A first failed attempt at Natural Language Processing by Mark Needham
From the post:
One of the things I find fascinating about dating websites is that the profiles of people are almost identical so I thought it would be an interesting exercise to grab some of the free text that people write about themselves and prove the similarity.
I’d been talking to Matt Biddulph about some Natural Language Processing (NLP) stuff he’d been working on and he wrote up a bunch of libraries, articles and books that he’d found useful.
I started out by plugging the text into one of the many NLP libraries that Matt listed with the vague idea that it would come back with something useful.
I’m not sure exactly what I was expecting the result to be but after 5/6 hours of playing around with different libraries I’d got nowhere and parked the problem not really knowing where I’d gone wrong.
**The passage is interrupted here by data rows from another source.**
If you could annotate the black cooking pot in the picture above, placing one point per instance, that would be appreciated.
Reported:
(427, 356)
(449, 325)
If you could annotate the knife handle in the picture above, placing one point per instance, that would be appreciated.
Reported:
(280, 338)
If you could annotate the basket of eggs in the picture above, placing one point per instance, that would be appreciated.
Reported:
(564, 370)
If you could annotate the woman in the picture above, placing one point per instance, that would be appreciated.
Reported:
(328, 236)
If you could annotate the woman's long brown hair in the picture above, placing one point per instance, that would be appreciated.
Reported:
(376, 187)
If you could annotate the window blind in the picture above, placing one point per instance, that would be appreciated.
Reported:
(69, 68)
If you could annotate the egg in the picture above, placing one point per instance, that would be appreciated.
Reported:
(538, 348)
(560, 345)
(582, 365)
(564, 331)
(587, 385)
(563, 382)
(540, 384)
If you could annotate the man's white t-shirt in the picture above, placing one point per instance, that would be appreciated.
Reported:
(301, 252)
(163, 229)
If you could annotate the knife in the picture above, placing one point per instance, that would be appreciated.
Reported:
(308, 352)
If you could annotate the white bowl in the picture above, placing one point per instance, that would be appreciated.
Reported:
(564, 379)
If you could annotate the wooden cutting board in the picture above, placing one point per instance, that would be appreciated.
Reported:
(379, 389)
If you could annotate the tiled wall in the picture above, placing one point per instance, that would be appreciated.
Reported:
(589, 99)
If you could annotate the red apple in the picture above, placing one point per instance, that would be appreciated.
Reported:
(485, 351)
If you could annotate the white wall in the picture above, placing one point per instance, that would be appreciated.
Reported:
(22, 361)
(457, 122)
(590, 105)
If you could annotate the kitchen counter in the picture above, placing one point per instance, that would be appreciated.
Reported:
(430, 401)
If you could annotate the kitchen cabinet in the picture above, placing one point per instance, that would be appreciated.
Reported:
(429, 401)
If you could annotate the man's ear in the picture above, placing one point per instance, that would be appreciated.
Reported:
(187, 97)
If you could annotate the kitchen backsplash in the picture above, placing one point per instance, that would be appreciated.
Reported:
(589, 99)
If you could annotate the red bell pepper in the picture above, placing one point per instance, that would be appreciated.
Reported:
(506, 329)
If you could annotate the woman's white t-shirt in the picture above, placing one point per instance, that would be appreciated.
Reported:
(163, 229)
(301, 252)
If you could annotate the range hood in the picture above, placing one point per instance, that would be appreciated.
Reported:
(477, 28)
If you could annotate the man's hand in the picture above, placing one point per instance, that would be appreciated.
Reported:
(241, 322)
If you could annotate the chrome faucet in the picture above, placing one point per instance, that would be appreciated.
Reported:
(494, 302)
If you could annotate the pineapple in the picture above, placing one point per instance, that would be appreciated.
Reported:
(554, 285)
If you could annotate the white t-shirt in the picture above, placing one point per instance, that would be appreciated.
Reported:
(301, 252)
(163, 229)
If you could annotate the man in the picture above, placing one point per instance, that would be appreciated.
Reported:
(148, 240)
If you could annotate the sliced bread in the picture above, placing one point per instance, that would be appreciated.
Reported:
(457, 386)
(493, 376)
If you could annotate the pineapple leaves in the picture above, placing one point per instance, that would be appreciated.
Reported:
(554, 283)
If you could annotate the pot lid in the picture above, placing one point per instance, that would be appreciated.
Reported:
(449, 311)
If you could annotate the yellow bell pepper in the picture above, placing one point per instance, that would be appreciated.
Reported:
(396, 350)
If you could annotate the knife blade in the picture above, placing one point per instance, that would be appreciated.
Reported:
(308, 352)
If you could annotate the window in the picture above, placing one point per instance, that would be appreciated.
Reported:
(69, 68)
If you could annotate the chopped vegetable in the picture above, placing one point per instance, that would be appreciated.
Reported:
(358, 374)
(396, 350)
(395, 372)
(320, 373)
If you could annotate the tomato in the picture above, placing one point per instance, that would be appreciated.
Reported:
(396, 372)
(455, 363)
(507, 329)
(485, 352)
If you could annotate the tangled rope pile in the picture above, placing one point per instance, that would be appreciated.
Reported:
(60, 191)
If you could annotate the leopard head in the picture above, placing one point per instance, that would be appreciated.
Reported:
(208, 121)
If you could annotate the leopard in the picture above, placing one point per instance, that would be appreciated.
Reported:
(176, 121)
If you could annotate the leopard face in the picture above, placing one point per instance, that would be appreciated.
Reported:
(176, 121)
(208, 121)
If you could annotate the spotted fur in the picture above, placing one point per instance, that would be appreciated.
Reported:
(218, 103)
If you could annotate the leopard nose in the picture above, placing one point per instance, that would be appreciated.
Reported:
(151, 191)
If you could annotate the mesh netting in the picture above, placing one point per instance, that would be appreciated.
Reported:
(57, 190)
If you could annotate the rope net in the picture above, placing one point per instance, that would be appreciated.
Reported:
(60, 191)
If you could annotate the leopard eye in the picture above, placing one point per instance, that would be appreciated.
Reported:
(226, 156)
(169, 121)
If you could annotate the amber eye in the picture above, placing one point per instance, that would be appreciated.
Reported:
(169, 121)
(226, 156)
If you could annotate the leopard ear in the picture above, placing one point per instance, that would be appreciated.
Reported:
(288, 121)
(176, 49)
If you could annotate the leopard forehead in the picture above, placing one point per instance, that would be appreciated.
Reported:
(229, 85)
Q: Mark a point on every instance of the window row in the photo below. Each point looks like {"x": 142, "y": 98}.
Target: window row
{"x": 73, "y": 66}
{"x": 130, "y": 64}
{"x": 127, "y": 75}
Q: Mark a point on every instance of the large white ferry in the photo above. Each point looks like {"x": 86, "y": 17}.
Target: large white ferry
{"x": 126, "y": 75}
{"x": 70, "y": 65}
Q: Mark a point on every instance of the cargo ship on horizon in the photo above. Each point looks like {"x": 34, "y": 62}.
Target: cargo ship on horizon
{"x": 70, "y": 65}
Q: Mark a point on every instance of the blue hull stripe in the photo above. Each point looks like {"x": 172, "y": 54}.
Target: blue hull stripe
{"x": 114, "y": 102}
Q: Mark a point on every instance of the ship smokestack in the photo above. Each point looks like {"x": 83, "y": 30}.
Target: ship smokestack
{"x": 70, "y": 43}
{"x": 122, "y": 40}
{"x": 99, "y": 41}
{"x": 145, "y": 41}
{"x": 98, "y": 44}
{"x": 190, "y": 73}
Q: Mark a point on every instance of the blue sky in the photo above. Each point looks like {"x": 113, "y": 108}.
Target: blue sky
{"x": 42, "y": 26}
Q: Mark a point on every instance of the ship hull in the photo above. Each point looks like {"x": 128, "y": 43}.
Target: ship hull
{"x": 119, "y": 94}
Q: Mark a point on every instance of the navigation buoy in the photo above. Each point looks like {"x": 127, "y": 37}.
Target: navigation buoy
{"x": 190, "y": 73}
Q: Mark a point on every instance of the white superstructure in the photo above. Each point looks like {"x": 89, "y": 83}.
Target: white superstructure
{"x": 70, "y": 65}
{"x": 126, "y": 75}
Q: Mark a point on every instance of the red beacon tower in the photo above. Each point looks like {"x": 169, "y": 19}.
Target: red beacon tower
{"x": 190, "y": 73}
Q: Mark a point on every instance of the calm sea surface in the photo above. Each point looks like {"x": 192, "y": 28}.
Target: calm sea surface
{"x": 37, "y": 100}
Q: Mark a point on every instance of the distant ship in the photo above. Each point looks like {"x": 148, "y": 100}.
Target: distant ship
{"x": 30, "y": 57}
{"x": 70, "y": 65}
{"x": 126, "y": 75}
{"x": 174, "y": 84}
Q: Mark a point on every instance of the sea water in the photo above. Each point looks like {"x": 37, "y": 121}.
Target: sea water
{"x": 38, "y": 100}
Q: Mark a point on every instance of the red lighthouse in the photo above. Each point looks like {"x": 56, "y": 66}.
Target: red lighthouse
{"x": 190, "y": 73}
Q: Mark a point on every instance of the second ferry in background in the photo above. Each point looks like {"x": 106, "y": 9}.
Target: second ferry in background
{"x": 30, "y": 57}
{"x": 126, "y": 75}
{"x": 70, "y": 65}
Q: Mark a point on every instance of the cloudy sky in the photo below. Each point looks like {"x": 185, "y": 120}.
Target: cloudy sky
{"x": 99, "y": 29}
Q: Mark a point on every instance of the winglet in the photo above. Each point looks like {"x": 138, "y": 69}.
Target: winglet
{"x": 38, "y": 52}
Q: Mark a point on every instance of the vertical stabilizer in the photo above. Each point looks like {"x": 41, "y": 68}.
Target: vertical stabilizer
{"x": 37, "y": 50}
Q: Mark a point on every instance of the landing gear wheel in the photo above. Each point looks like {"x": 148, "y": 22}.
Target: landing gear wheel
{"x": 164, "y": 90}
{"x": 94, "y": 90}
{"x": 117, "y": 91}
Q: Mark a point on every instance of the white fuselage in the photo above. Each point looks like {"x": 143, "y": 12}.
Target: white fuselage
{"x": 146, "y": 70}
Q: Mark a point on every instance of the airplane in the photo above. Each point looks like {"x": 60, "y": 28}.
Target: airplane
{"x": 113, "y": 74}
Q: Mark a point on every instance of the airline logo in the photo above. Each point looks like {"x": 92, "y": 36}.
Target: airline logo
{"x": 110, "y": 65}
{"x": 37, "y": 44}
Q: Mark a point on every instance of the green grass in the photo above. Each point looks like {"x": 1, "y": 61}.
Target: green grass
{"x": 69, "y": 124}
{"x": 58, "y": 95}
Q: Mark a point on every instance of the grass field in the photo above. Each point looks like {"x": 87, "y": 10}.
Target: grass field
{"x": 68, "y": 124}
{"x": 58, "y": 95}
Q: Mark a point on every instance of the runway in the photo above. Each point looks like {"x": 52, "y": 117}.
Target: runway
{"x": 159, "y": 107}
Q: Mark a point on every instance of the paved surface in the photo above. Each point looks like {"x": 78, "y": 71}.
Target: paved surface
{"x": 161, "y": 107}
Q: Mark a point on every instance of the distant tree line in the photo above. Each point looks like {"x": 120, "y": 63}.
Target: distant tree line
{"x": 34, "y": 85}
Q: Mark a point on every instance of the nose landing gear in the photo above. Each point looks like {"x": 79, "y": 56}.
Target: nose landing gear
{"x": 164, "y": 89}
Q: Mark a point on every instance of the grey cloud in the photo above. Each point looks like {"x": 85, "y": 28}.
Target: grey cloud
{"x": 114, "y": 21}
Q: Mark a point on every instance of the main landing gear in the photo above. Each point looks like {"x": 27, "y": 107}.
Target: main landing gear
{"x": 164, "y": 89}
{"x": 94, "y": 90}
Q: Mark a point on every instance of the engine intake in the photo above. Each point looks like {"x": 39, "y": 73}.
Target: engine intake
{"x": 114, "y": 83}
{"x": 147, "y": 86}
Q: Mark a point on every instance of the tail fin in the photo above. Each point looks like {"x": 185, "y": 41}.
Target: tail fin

Last week I came across a paper titled “That’s What She Said: Double Entendre Identification” whose authors wanted to work out when a sentence could legitimately be followed by the phrase “that’s what she said”.
While the subject matter is a bit risque I found that reading about the way the authors went about solving their problem was very interesting and it allowed me to see some mistakes I’d made.
Vague problem statement
Unfortunately I didn’t do a good job of working out exactly what problem I wanted to solve – my problem statement was too general.
Question: How do you teach people how to create useful problem statements?
Pointers, suggestions?